Survey: 54% of Companies Plan Employee Pay Cuts to Fund AI in 2026
AI comes at a cost… and workers are paying it.
A new ResumeBuilder survey finds that 54% of companies have cut or plan to cut employee compensation to free up money for AI investments in 2026. As the race to build and buy AI tools intensifies, the survey points to a striking shift in how some employers are funding that push: not by trimming around the edges, but by putting employee pay directly on the table.
Short-term response, longer-term implications
The cuts extend far beyond salary.
The report found that among companies reducing compensation to help fund AI:
- 61% are cutting bonuses.
- 60% are reducing equity or stock awards.
- 59% are scaling back raises.
- 53% are trimming benefits.
- 43% are cutting base salaries.
That gives the survey a much wider scope than a simple pay-cut headline.
“This is not just layoffs,” ResumeBuilder Chief Career Advisor Stacie Haller said in the report. “Bonuses, raises, equity, benefits, and base pay are all being cut simultaneously, across industries.”
Haller told eWEEK that the broad compensation squeeze suggests some companies are so focused on AI adoption, market position, and revenue that they are willing to risk their talent pool and their ability to retain and attract skilled workers, calling it a short-term response with longer-term implications.
‘Peanut butter raises’ enter the AI era
Among companies funding AI through compensation cuts or layoffs, 14% plan “peanut butter raises,” or uniform raises across the board, while 11% plan below-inflation raises for everyone, and 4% plan no raises at all. That means a quarter is flattening or withholding raises instead of tying pay growth to individual performance.

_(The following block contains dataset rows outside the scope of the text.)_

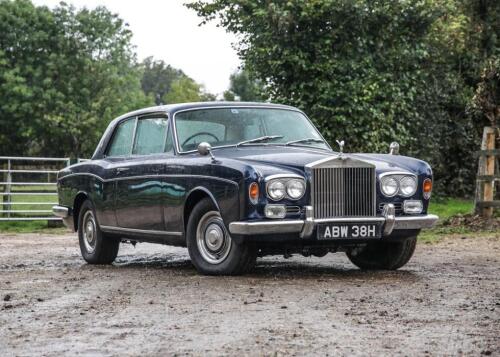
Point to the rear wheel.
(96, 248)
(384, 255)
(210, 246)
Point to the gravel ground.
(446, 301)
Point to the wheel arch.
(77, 204)
(193, 197)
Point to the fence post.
(485, 184)
(489, 170)
(8, 188)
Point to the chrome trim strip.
(112, 229)
(308, 223)
(416, 222)
(350, 220)
(402, 173)
(292, 109)
(60, 211)
(389, 213)
(266, 227)
(146, 176)
(306, 228)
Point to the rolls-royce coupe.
(235, 181)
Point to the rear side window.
(150, 136)
(123, 138)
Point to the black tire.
(384, 255)
(228, 259)
(98, 249)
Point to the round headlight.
(276, 190)
(408, 186)
(389, 186)
(295, 189)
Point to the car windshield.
(245, 126)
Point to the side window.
(150, 136)
(121, 143)
(169, 145)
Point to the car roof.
(172, 108)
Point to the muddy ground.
(446, 301)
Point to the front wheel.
(96, 248)
(210, 246)
(384, 255)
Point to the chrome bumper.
(60, 211)
(306, 227)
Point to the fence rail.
(28, 187)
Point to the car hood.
(296, 158)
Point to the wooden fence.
(488, 177)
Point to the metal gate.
(28, 187)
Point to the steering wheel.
(198, 134)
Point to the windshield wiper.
(259, 139)
(304, 141)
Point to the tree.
(244, 88)
(158, 77)
(64, 75)
(373, 72)
(183, 90)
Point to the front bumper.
(305, 227)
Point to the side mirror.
(394, 148)
(205, 149)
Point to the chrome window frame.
(134, 133)
(176, 139)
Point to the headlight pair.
(402, 184)
(279, 188)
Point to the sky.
(169, 31)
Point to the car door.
(138, 177)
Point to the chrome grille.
(343, 192)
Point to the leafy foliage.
(244, 88)
(373, 72)
(64, 74)
(158, 77)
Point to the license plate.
(349, 231)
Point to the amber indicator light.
(427, 186)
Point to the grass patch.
(449, 207)
(30, 227)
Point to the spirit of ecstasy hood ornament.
(341, 146)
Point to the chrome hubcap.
(214, 243)
(89, 231)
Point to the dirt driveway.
(446, 301)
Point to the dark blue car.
(234, 181)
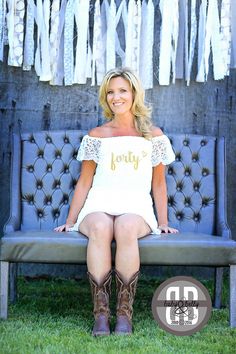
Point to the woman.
(123, 160)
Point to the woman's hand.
(166, 229)
(66, 227)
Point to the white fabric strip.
(82, 21)
(146, 45)
(225, 26)
(54, 40)
(15, 23)
(193, 36)
(233, 34)
(2, 25)
(179, 65)
(132, 50)
(213, 40)
(68, 43)
(111, 35)
(201, 41)
(29, 37)
(42, 55)
(168, 40)
(98, 61)
(121, 13)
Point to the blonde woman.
(122, 162)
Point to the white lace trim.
(89, 149)
(162, 151)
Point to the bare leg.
(127, 229)
(98, 227)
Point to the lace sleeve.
(89, 149)
(162, 151)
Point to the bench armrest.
(222, 227)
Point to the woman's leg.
(127, 229)
(98, 227)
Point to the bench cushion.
(185, 248)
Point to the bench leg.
(4, 280)
(13, 282)
(232, 300)
(219, 272)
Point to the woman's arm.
(159, 191)
(82, 188)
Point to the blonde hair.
(140, 111)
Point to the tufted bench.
(44, 174)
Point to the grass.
(55, 317)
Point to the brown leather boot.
(125, 299)
(101, 294)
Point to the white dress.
(122, 181)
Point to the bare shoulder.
(156, 131)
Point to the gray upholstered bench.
(44, 173)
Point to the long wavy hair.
(141, 112)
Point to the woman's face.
(119, 95)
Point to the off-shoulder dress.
(122, 180)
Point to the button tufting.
(179, 186)
(196, 217)
(179, 215)
(196, 185)
(187, 171)
(187, 201)
(56, 184)
(57, 154)
(39, 184)
(30, 168)
(49, 168)
(171, 200)
(195, 157)
(66, 168)
(178, 156)
(186, 142)
(170, 171)
(56, 213)
(205, 171)
(48, 200)
(31, 139)
(40, 153)
(40, 213)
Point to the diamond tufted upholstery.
(44, 174)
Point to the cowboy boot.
(125, 298)
(101, 294)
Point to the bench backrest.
(45, 171)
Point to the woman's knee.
(98, 228)
(125, 230)
(128, 228)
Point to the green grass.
(55, 316)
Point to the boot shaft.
(125, 294)
(101, 295)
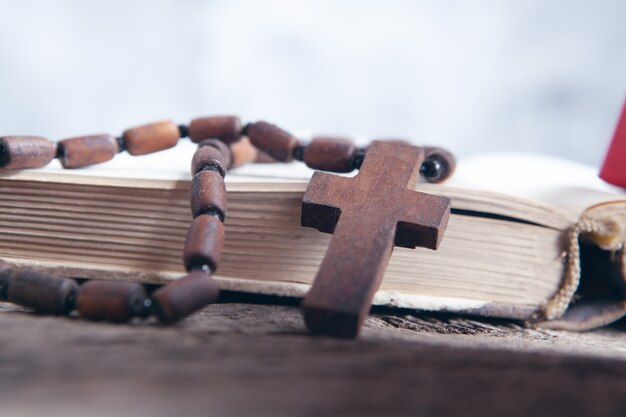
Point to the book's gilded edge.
(392, 299)
(292, 289)
(603, 225)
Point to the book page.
(568, 185)
(565, 184)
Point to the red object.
(614, 168)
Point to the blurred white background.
(475, 76)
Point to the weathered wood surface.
(257, 360)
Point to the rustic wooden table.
(248, 359)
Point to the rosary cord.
(223, 144)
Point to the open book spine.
(593, 291)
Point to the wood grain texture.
(184, 296)
(330, 154)
(367, 215)
(113, 301)
(22, 152)
(45, 293)
(255, 360)
(135, 230)
(209, 157)
(150, 138)
(208, 194)
(225, 128)
(204, 243)
(83, 151)
(274, 141)
(243, 153)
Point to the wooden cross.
(367, 215)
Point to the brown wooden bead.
(204, 243)
(184, 296)
(150, 138)
(86, 150)
(224, 128)
(40, 291)
(115, 301)
(208, 157)
(5, 269)
(21, 152)
(243, 153)
(220, 146)
(208, 194)
(330, 154)
(271, 139)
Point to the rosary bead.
(20, 152)
(184, 296)
(150, 138)
(271, 139)
(208, 194)
(114, 301)
(204, 242)
(243, 153)
(5, 269)
(42, 292)
(225, 128)
(5, 266)
(86, 150)
(438, 164)
(220, 146)
(330, 154)
(208, 157)
(183, 131)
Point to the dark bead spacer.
(431, 169)
(184, 130)
(298, 153)
(244, 130)
(359, 156)
(121, 144)
(439, 164)
(60, 153)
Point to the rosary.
(367, 214)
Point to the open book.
(511, 249)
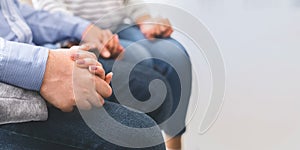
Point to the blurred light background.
(260, 43)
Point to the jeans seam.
(41, 139)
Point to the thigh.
(69, 131)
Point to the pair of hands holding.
(109, 44)
(75, 78)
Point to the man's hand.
(155, 27)
(59, 85)
(107, 43)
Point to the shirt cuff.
(23, 65)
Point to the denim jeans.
(69, 131)
(148, 70)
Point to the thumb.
(108, 77)
(105, 53)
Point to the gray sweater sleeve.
(19, 105)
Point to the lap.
(69, 131)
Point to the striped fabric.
(17, 23)
(106, 14)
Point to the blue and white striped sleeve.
(22, 65)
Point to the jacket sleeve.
(19, 105)
(52, 27)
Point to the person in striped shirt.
(112, 15)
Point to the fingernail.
(93, 68)
(75, 56)
(80, 62)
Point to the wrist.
(142, 19)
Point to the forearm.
(22, 65)
(53, 27)
(18, 105)
(51, 6)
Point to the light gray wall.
(259, 40)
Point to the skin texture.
(107, 43)
(154, 27)
(61, 76)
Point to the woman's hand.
(155, 27)
(105, 41)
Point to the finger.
(97, 70)
(78, 54)
(83, 104)
(86, 62)
(67, 107)
(108, 77)
(105, 53)
(157, 31)
(96, 100)
(168, 33)
(88, 46)
(102, 87)
(101, 99)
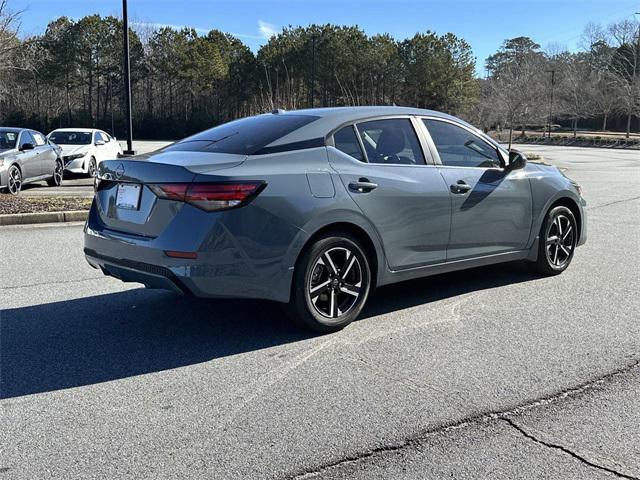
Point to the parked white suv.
(84, 148)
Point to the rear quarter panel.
(275, 227)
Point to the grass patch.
(22, 204)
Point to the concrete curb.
(43, 217)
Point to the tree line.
(184, 82)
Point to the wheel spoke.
(332, 304)
(330, 262)
(319, 289)
(348, 269)
(351, 290)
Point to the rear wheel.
(558, 239)
(331, 283)
(14, 180)
(56, 178)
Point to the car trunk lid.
(149, 215)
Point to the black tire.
(323, 296)
(93, 167)
(14, 180)
(58, 173)
(558, 239)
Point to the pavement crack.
(58, 282)
(556, 446)
(420, 437)
(624, 200)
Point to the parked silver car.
(315, 208)
(26, 156)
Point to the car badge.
(120, 171)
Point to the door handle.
(363, 185)
(461, 187)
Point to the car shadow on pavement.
(108, 337)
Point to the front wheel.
(93, 167)
(56, 178)
(558, 239)
(332, 280)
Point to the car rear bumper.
(228, 264)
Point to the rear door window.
(458, 147)
(39, 138)
(346, 141)
(25, 137)
(391, 141)
(249, 136)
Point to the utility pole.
(313, 69)
(111, 104)
(127, 80)
(553, 82)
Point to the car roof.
(333, 117)
(81, 130)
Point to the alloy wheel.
(335, 282)
(560, 241)
(15, 180)
(57, 174)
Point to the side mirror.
(517, 160)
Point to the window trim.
(436, 154)
(427, 154)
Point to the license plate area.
(128, 196)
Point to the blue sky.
(483, 23)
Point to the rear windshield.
(70, 138)
(246, 136)
(8, 139)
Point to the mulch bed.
(21, 204)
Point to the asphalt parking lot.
(489, 373)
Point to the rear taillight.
(210, 196)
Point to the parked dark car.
(315, 208)
(27, 156)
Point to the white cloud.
(267, 30)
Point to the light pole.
(127, 80)
(553, 82)
(313, 69)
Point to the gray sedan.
(315, 208)
(27, 156)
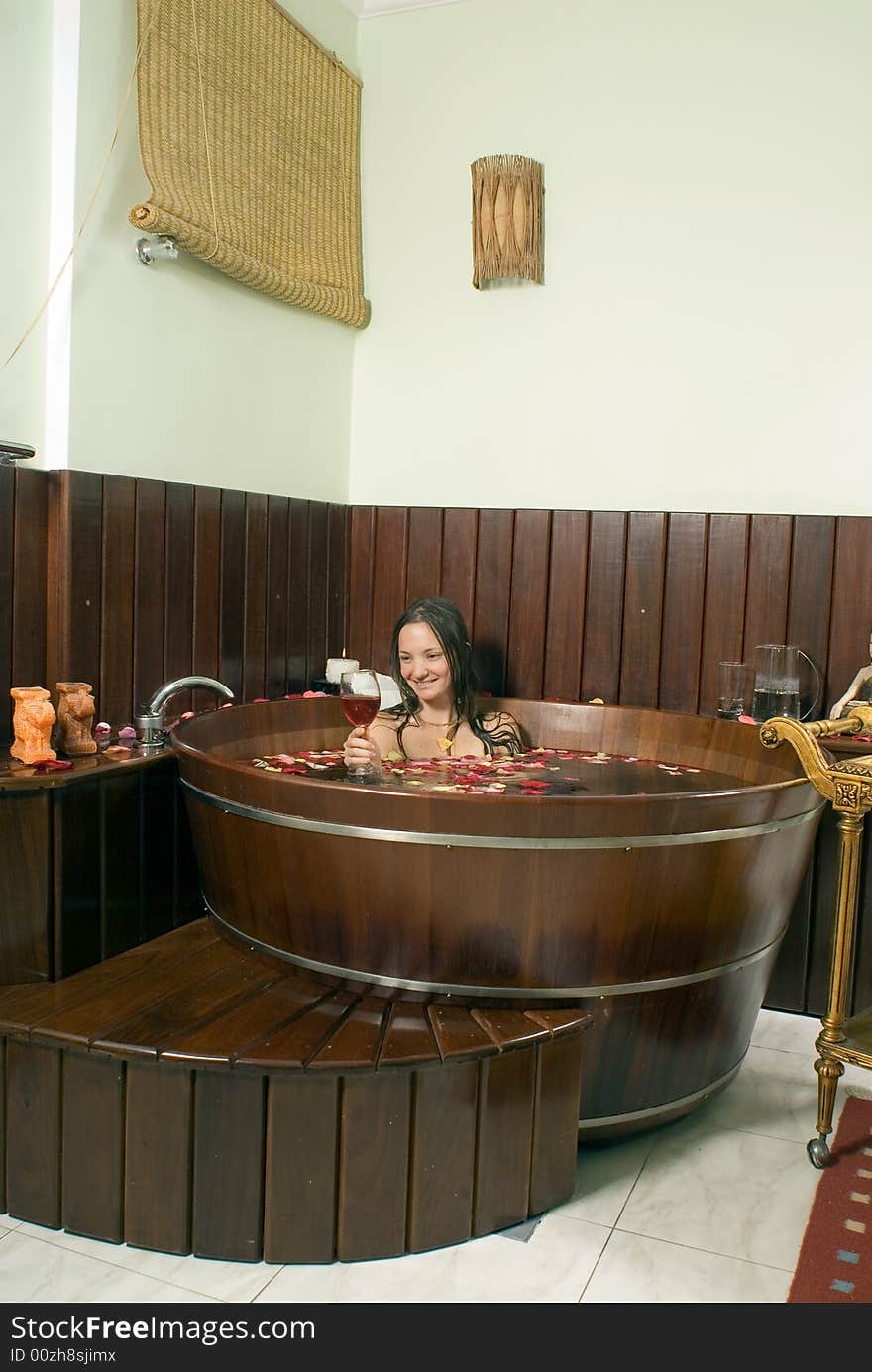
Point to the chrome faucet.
(149, 719)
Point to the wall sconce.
(11, 453)
(507, 218)
(149, 250)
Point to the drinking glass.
(362, 700)
(735, 688)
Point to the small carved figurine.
(74, 718)
(32, 720)
(858, 691)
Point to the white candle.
(335, 666)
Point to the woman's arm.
(504, 734)
(380, 741)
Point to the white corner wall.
(25, 114)
(702, 341)
(177, 370)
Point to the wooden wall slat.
(724, 605)
(643, 608)
(811, 595)
(388, 594)
(493, 587)
(683, 611)
(600, 673)
(298, 597)
(73, 651)
(338, 524)
(206, 584)
(768, 581)
(362, 570)
(178, 593)
(459, 552)
(255, 644)
(232, 609)
(527, 622)
(424, 559)
(319, 580)
(277, 527)
(114, 688)
(149, 590)
(7, 556)
(568, 581)
(851, 616)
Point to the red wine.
(360, 709)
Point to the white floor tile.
(604, 1176)
(552, 1267)
(648, 1271)
(743, 1196)
(43, 1272)
(221, 1280)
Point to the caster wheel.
(818, 1151)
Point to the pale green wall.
(25, 109)
(704, 335)
(180, 372)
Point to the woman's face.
(424, 666)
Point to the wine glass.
(362, 700)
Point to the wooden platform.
(194, 1097)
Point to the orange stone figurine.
(74, 718)
(32, 720)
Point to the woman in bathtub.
(438, 715)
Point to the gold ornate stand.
(847, 787)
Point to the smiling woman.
(438, 713)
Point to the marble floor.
(710, 1209)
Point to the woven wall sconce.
(507, 218)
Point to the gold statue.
(858, 691)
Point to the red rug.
(835, 1260)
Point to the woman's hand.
(360, 749)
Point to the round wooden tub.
(659, 914)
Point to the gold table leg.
(832, 1033)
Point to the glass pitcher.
(778, 683)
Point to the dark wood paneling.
(277, 528)
(683, 611)
(724, 606)
(493, 584)
(206, 583)
(227, 1161)
(298, 598)
(529, 604)
(319, 586)
(299, 1180)
(459, 552)
(92, 1183)
(566, 605)
(811, 595)
(850, 619)
(424, 556)
(178, 594)
(643, 609)
(388, 594)
(159, 1158)
(600, 674)
(114, 687)
(33, 1133)
(255, 647)
(338, 523)
(232, 611)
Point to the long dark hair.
(449, 627)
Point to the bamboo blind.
(249, 136)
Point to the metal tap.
(149, 719)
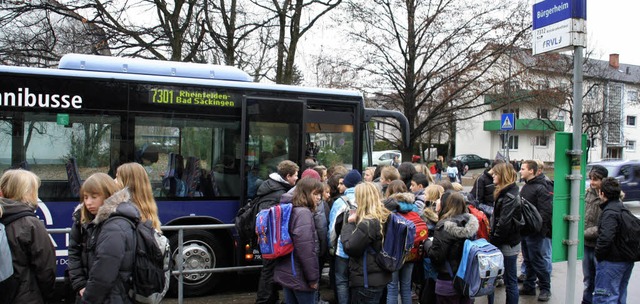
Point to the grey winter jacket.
(34, 258)
(448, 242)
(592, 214)
(110, 251)
(305, 253)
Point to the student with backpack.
(101, 251)
(299, 271)
(268, 194)
(341, 205)
(452, 171)
(445, 251)
(505, 226)
(362, 240)
(592, 214)
(33, 257)
(399, 200)
(614, 265)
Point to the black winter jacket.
(608, 229)
(507, 218)
(33, 255)
(483, 188)
(110, 249)
(305, 253)
(536, 191)
(358, 240)
(448, 242)
(270, 191)
(592, 214)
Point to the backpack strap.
(6, 220)
(348, 201)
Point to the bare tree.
(434, 56)
(290, 22)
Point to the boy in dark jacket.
(537, 193)
(613, 269)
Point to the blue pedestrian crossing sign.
(508, 122)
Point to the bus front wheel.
(201, 250)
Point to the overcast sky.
(613, 26)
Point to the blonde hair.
(507, 176)
(303, 194)
(21, 186)
(396, 186)
(453, 205)
(370, 204)
(134, 177)
(433, 192)
(97, 183)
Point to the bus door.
(331, 134)
(272, 133)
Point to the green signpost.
(562, 196)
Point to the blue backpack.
(480, 265)
(272, 228)
(399, 234)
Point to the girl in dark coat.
(505, 226)
(361, 233)
(102, 239)
(454, 227)
(33, 255)
(300, 279)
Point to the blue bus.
(207, 136)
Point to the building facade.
(539, 94)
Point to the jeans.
(369, 295)
(546, 253)
(536, 263)
(612, 279)
(510, 281)
(299, 297)
(342, 280)
(401, 278)
(267, 288)
(589, 271)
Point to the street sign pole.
(576, 155)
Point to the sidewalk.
(559, 287)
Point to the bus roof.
(166, 72)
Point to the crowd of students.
(101, 244)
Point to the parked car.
(627, 172)
(382, 158)
(472, 161)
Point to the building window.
(542, 141)
(631, 145)
(631, 121)
(543, 113)
(516, 111)
(513, 141)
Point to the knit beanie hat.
(352, 178)
(599, 171)
(311, 173)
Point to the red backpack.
(483, 228)
(422, 232)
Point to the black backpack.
(531, 216)
(628, 240)
(151, 265)
(9, 286)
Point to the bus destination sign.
(191, 97)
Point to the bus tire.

Haller warned that uniform raises may seem fair but can weaken the link between performance and reward, especially for top performers. She has also said that choices like these can make it harder for companies to retain skilled talent.
Labor market weakness changes the corporate calculus
Fear of falling behind is helping drive these decisions. The survey revealed that 57% of leaders making compensation cuts tied to AI say they risk losing ground without significant investment, showing how urgently many companies now view the race to keep up.
More striking, though, is how manageable many employers seem to think the fallout will be.
Another 88% said the weak job market makes it easier to reduce compensation without losing talent, a mindset Haller warned could backfire as conditions shift and workers gain more leverage again. She also argued that companies making these short-term decisions risk damaging their ability to retain and attract skilled workers over time.
AI urgency now, employer pain later
Haller sees a longer shadow behind the current AI push. She warned that companies using a weak job market as cover for pay cuts risk hurting their employer brand and future recruiting power, especially when candidates remember who chose short-term savings over investing in people.
She also said companies treating AI investment as the more urgent priority may have a much harder time attracting and retaining the people they need once the labor market turns back in employees’ favor.